14/05/2007
Près de 100 000 agriculteurs marocains ont bénéficié de l'annulation de la dette envers le Crédit Agricole prononcée par le gouvernement, pour près de 3 milliards de dirhams.
Par Imane Belhaj pour Magharebia à Casablanca – 14/05/2007
![]() [Getty Images] Quelques fermiers craignent de ne pas bénéficier de l'annulation de la dette. |
Pour tenter de venir en aide aux agriculteurs frappés par la sécheresse et d'autres difficultés, le Ministère marocain de l'Agriculture a une nouvelle fois annulé la dette d'un certain nombre d'agriculteurs du pays.
Le Ministre de l'Agriculture Mohand Laenser a indiqué dans une déclaration mercredi 9 mai que la récente annulation de la dette concernait 99 582 petits exploitants confrontés à des difficultés de remboursement de leurs prêts par suite de la sécheresse et d'autres catastrophes naturelles. Ces exploitants sont choisis en fonction de critères définis par le conseil de surveillance du Crédit Agricole, qui exige que le montant total de la dette ne dépasse pas 500 000 dirhams, que les prêts n'aient pas été souscrits après 2001, et que les exploitants ne disposent d'aucune garantie ni caution adéquate.
Selon Mohammed Tougar, Directeur de la Chambre d'Agriculture de la province de Khenifra (la région la plus pauvre du Maroc, selon la dernière étude publiée par le Haut-Commissariat au Plan), "tous les exploitants agricoles de la province devraient bénéficier de cette mesure parce qu'ils sont pauvres et remplissent les conditions et critères fixés par le Ministère.
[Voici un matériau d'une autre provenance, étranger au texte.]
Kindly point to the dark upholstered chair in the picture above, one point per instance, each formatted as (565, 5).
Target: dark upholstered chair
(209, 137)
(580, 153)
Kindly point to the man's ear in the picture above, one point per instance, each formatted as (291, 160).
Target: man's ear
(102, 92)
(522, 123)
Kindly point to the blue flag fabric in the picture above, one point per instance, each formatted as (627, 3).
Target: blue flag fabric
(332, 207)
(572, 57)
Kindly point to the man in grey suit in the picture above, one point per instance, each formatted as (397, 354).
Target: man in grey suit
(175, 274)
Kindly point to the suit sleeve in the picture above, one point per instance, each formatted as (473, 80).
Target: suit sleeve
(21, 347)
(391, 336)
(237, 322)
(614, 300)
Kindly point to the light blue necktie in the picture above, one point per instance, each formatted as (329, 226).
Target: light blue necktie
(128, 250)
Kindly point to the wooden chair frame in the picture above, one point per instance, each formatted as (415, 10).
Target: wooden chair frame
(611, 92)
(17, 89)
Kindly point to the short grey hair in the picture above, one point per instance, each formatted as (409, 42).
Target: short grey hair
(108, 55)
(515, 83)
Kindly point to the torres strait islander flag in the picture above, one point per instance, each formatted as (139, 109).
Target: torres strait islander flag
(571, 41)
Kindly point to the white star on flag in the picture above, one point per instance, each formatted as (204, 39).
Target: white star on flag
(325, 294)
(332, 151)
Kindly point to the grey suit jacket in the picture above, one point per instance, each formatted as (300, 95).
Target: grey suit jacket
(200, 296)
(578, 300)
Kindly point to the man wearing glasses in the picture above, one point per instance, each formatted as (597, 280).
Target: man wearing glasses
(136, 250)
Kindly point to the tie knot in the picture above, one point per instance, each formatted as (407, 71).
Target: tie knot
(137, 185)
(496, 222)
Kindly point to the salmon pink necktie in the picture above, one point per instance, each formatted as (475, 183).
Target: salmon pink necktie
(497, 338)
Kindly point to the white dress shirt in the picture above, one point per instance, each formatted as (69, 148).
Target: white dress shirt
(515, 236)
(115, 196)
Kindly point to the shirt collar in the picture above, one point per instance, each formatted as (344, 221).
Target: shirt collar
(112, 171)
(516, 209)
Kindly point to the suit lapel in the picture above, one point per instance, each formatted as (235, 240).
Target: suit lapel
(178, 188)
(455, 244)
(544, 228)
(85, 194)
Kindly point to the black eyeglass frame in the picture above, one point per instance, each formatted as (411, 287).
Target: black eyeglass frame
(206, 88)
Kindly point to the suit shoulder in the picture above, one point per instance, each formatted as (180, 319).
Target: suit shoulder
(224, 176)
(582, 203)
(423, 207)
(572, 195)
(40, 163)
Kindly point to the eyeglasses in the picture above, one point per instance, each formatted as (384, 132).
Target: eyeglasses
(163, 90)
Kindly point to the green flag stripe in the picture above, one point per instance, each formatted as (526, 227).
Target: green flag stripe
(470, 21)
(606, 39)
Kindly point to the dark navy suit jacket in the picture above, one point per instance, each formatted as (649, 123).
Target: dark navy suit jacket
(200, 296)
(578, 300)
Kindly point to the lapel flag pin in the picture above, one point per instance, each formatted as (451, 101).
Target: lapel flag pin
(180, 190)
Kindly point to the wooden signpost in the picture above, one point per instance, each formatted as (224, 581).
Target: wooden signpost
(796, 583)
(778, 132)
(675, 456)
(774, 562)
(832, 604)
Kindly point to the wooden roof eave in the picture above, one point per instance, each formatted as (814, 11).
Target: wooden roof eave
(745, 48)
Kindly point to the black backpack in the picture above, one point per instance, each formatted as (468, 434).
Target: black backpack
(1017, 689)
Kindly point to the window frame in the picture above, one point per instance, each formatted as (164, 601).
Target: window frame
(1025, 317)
Ils travaillent dans une région sans eau ni routes goudronnées. Ils sont soumis à toutes sortes de pressions matérielles et naturelles, [et] ils ont besoin de l'aide de l'Etat. Par ailleurs, la région dans son ensemble a souffert cette année de précipitations largement insuffisantes."
Yousef J., un petit exploitant de la province de Al-Shawiya qui a souscrit un prêt de 20 000 dirhams, a déclaré que ces mesures allaient au moins aider à améliorer le moral des fermiers qui ont connu une saison peu satisfaisante, avec des récoltes largement inférieures à celles de l'année précédente.
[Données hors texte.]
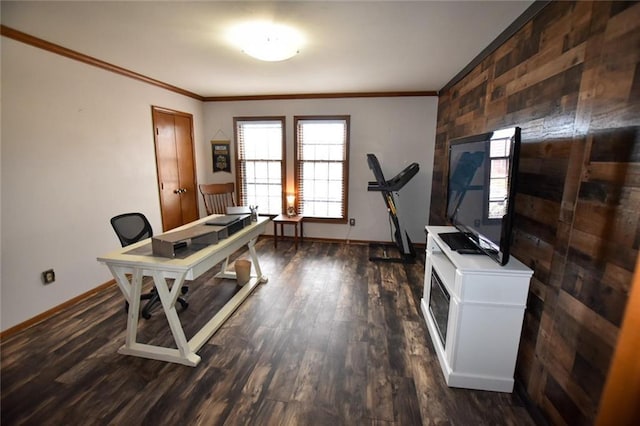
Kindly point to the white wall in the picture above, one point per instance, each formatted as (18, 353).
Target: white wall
(77, 149)
(399, 131)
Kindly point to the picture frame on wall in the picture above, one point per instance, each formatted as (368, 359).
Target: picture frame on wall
(221, 156)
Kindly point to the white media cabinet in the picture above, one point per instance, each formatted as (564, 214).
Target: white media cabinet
(484, 315)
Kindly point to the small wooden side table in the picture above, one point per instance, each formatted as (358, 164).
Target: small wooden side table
(283, 219)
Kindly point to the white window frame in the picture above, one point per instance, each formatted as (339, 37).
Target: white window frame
(320, 198)
(269, 161)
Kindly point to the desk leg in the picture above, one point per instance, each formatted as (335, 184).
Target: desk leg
(254, 257)
(184, 354)
(131, 291)
(275, 235)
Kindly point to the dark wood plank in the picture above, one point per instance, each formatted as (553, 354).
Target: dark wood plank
(331, 339)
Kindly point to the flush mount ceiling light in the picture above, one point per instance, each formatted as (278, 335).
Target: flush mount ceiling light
(267, 41)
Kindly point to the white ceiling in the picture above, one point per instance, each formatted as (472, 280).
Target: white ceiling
(355, 46)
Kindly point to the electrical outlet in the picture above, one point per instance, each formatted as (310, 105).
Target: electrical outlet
(48, 276)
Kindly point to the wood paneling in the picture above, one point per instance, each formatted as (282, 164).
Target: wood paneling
(570, 78)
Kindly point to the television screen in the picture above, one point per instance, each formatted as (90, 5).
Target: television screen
(481, 192)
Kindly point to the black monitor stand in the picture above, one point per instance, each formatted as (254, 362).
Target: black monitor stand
(387, 189)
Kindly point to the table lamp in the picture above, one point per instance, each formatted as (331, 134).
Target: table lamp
(291, 211)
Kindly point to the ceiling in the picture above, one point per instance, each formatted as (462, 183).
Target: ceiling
(351, 47)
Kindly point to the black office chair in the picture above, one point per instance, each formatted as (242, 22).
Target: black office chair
(131, 228)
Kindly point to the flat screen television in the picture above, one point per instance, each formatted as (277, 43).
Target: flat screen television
(481, 192)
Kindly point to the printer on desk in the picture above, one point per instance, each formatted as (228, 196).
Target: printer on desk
(170, 244)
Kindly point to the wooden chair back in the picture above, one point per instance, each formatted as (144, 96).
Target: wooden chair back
(218, 196)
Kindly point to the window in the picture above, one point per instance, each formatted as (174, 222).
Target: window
(498, 176)
(321, 167)
(260, 163)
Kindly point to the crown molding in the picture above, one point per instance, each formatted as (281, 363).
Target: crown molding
(81, 57)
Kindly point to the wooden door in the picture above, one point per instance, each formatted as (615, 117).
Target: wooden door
(173, 134)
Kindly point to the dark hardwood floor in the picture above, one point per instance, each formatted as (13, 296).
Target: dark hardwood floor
(331, 339)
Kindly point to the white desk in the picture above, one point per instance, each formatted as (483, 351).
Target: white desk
(132, 260)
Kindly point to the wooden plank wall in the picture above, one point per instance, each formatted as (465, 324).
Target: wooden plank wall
(570, 78)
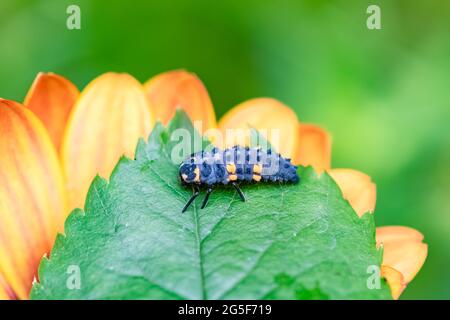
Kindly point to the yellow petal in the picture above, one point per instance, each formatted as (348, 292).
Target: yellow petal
(110, 116)
(274, 120)
(314, 148)
(394, 279)
(6, 292)
(32, 197)
(403, 250)
(357, 188)
(180, 89)
(51, 98)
Mais tous ne sont pas d'accord. Abdullah Kh., qui ne bénéficie ni de l'annulation de la dette de cette année ni du programme de rééchelonnement de la dette mis en place l'an dernier, a déclaré à Magharebia: "J'ai contracté un prêt auprès du Crédit Agricole il y a dix ans, et je ne dispose pas de revenus suffisants pour rembourser ce prêt, qui est de 50 000 dirhams, hors intérêts. Néanmoins, je ne figure pas sur la liste de ceux qui bénéficient de l'annulation complète, alors que certains agriculteurs en meilleure situation financière que moi ont été [considérés] éligibles. Nous craignons que le même favoritisme ne se poursuive dans le cadre de cette nouvelle initiative."
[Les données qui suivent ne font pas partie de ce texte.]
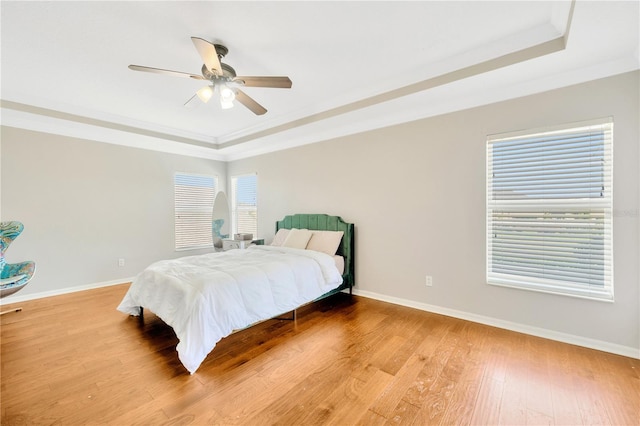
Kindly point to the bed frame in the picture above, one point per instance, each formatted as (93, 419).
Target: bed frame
(323, 222)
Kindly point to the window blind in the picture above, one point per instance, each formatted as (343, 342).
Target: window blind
(245, 206)
(549, 210)
(194, 195)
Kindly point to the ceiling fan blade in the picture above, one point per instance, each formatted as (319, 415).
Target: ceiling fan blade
(277, 82)
(191, 103)
(209, 55)
(167, 72)
(245, 100)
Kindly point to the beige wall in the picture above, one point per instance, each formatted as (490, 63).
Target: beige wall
(416, 193)
(85, 204)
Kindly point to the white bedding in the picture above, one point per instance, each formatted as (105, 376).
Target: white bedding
(205, 298)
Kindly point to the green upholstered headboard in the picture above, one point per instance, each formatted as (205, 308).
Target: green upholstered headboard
(323, 222)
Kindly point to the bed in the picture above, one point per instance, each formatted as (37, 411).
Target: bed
(207, 297)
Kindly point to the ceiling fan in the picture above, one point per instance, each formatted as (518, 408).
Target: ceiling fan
(222, 76)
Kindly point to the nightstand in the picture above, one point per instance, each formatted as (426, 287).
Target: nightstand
(235, 244)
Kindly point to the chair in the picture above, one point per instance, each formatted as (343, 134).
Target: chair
(13, 276)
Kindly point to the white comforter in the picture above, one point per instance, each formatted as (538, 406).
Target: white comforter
(205, 298)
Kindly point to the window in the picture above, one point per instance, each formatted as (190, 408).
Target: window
(244, 207)
(194, 195)
(549, 210)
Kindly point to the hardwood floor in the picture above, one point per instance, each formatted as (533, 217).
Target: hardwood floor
(74, 359)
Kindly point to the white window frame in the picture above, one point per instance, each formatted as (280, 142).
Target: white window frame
(193, 211)
(237, 209)
(518, 260)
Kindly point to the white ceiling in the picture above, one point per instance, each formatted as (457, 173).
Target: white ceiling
(354, 65)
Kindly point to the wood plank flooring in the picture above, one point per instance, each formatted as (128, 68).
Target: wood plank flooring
(74, 359)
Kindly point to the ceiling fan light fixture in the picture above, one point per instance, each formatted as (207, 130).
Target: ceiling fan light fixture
(227, 96)
(205, 93)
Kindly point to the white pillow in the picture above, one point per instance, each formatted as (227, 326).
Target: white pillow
(325, 241)
(297, 238)
(281, 235)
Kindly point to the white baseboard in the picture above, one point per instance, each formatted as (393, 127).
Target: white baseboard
(508, 325)
(481, 319)
(15, 298)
Ces dernières années, l'Etat et le Crédit Agricole ont proposé différents types d'allègement de la dette, allant de l'annulation des intérêts à un rééchelonnement de la dette, voire à son annulation. Au cours des huit dernières années, ces programmes d'allègement ont bénéficié à environ 350 000 exploitants, pour un coût de plus de 7 milliards de dirhams ; 240 500 de ces exploitants ont vu leur dette totalement annulée.
La question a provoqué la colère de certains parlementaires, qui ont interrogé la semaine dernière le Ministre sur le niveau de conformité avec les critères édictés par le Ministère et utilisés lors de la sélection des bénéficiaires. Le Ministre a confirmé lors de la séance des questions au Parlement que les décisions avaient été prises sur la base d'une liste préparée par le Crédit Agricole, et que s'il devait s'avérer qu'une erreur avait été commise, l'administration s'emploierait à la corriger immédiatement, expliquant que cet exercice n'était pas destiné à encourager les agriculteurs à ne pas respecter leurs obligations.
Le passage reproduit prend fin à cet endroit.